Ddl femminicidio: riconosciuto nel codice, non eradicato dalla realtà.

L’introduzione della fattispecie di reato e il riconoscimento giuridico del reato di femminicidio non ci tranquillizza e credo che, solo attraverso il presupposto del riconoscimento delle fondamenta del reato, ovvero della esistenza delle discriminazioni di genere, si possa pensare all’efficacia dell’intervento” dichiara Antonella Veltri, presidente D.i.Re – Donne in Rete contro la violenza. “Non ci aspettiamo un calo del numero dei femminicidio, perché – lo abbiamo detto e lo ribadiamo – non è con pene severe o più severe che si afferma il diritto delle donne di vivere una vita libera dalla violenza” continua Veltri. “Importante il riconoscimento della necessità di una formazione specifica, ma cambiare rotta significa anche riconoscere concretamente la necessità di investimenti economici adeguati a cambiare la cultura di un paese che a colpi di pene e di suoi innalzamenti non risponde al diritto di libertà dalla violenza delle donne” conclude la presidente.

D.i.Re – Donne in Rete contro la violenza, pur trovando alcuni elementi positivi del testo del ddl come – finalmente – la formazione obbligatoria, constata – nuovamente – che l’articolazione delle proposte arriva prima (e senza) un vero confronto con chi lavora quotidianamente su questi temi. Oltre al reato di femminicidio, viene introdotta un’aggravante specifica di discriminazione per tutti i reati espressione di violenza alle donne. Sarà interessante vedere come funziona: se verrà approvato, le avvocate dei centri antiviolenza ne monitoreranno l’effettiva efficacia.

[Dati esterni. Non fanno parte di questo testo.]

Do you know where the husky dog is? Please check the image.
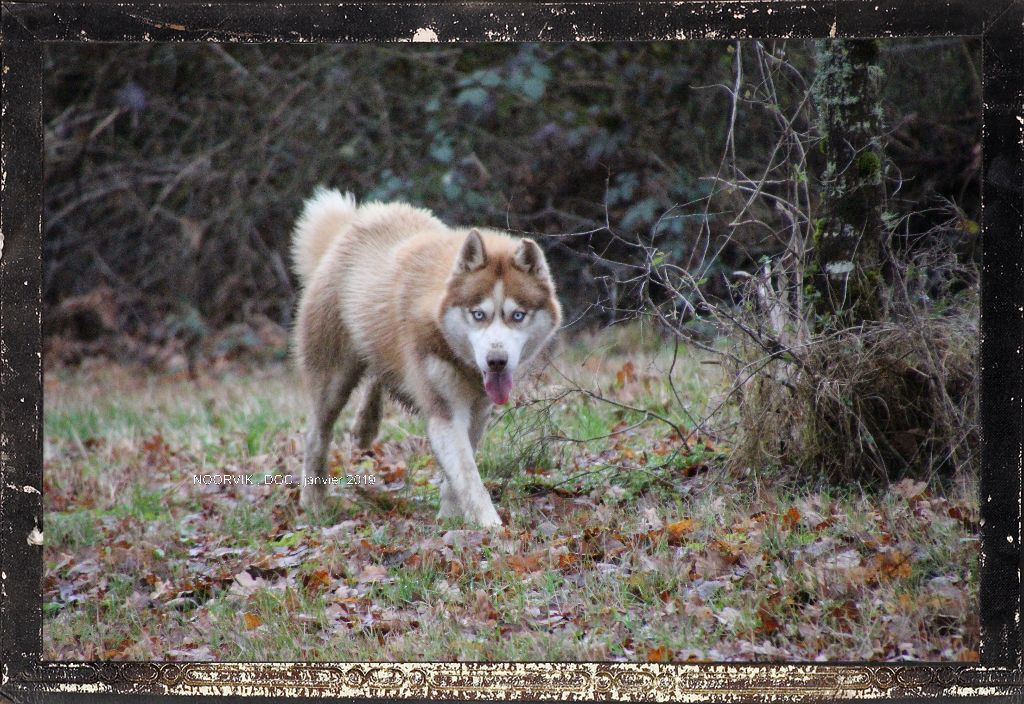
[292,189,561,527]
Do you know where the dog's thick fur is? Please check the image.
[292,190,561,526]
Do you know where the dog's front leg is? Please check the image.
[427,413,502,528]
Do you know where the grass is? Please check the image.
[43,327,978,661]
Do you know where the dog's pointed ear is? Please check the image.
[512,238,551,279]
[455,227,487,273]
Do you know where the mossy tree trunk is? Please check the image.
[811,39,888,324]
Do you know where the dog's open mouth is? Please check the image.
[483,371,512,405]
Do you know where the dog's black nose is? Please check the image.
[487,350,509,371]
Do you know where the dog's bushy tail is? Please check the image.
[292,186,358,284]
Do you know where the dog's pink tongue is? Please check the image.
[483,371,512,405]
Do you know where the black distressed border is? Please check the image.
[0,0,1024,701]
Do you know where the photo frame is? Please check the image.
[0,0,1024,702]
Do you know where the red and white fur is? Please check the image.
[292,190,561,526]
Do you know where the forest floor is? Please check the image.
[43,328,980,661]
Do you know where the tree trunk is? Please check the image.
[810,39,888,324]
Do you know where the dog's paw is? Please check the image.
[467,507,502,528]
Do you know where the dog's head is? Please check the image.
[440,229,561,404]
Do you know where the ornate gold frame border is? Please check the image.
[6,662,1024,702]
[0,0,1024,702]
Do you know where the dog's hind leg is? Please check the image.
[352,379,384,450]
[300,362,362,513]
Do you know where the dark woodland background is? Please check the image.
[43,38,981,662]
[44,39,981,349]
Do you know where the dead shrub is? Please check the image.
[732,282,980,481]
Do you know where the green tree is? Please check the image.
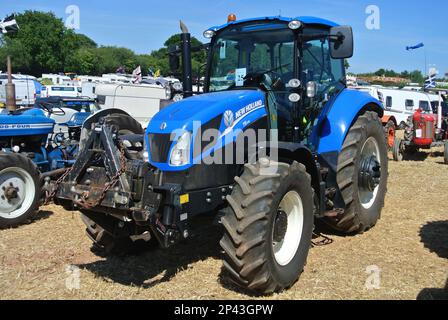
[0,10,96,76]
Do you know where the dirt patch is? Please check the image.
[0,150,448,299]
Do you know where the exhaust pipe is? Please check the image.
[5,56,17,112]
[180,21,193,97]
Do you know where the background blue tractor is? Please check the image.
[0,104,90,227]
[49,16,388,293]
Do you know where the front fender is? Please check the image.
[312,89,384,154]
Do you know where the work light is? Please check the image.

I centri antiviolenza della Rete D.i.Re sono pronti a contribuire al dibattito parlamentare per portare l’esperienza di chi ha svelato per la prima volta in Italia l’esistenza della violenza maschile contro le donne, un fenomeno di cui il femminicidio è l’ultima conseguenza di tante mancate prese di posizione e attenzione al fenomeno.